Steve Casper is associate professor and director of the MBS program at the Keck Graduate Institute in Claremont, California.


By Steven Casper

Have you ever wondered how biotechnology clusters emerge and become sustainable? Part of the problem in answering that question in the United States arises from the relative scarcity of well-performing biotechnology clusters. For example, only three regions in the United States - Boston, San Diego, and San Francisco - have large biotechnology clusters, despite the wealth of leading universities and hospitals with excellent biomedical research facilities across the country. Still, several states, such as Colorado and Florida, are currently investing billions in constructing new biomedical-research complexes, often with the expectation that these investments will pay off through increased biotech activity.

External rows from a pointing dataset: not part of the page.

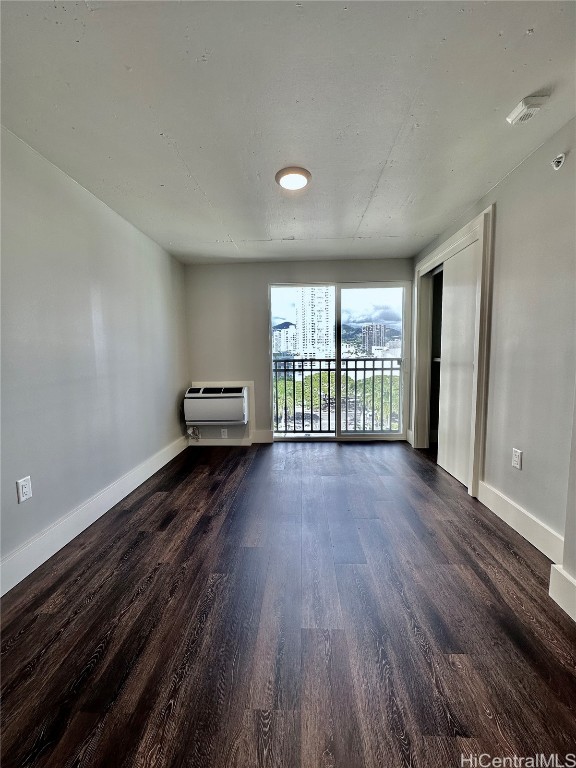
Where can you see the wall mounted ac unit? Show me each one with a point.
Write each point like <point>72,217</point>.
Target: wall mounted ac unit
<point>216,405</point>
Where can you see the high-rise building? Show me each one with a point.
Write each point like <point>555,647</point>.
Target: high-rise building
<point>315,321</point>
<point>284,338</point>
<point>373,335</point>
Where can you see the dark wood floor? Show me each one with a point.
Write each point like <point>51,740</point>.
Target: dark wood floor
<point>314,605</point>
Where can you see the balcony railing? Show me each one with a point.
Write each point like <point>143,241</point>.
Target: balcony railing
<point>305,395</point>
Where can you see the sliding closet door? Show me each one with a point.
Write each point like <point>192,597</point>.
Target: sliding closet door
<point>457,366</point>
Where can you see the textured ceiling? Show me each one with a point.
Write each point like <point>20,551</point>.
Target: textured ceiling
<point>179,114</point>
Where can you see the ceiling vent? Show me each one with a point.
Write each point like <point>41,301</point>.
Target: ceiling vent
<point>526,109</point>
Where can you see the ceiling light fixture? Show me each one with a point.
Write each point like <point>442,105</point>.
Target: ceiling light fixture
<point>293,178</point>
<point>526,109</point>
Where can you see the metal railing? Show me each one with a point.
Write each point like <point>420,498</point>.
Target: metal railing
<point>304,395</point>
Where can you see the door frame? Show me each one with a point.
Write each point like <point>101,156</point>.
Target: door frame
<point>479,229</point>
<point>407,326</point>
<point>405,355</point>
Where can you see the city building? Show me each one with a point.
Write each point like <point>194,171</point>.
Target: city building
<point>216,595</point>
<point>373,335</point>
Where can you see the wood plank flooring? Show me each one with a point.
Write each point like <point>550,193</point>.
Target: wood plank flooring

Social-network analysis provides a computational framework to study the systems and networks that make up biotech clusters. It uses tools and concepts that resemble those used to study biological systems. Moreover, the abundance of data on deal-making, alliances, and career moves in biotech make it a leading area to study with computational methods.

In considering the mechanics behind biotech clusters, one could ask: Why have the San Francisco and San Diego regions dramatically outperformed Los Angeles, despite LA being home to renowned research centers, such as Caltech, and biotech's leading company, Amgen? The ties created by career moves of managers and scientists across companies provides some insight. The San Francisco region not only has a larger critical mass of individuals compared to Los Angeles (1,320 compared to 324), but dramatically higher mobility across companies. High mobility leads to the formation of dense social networks linking companies in the San Francisco area, compared to smaller and less-dense social networks in Los Angeles.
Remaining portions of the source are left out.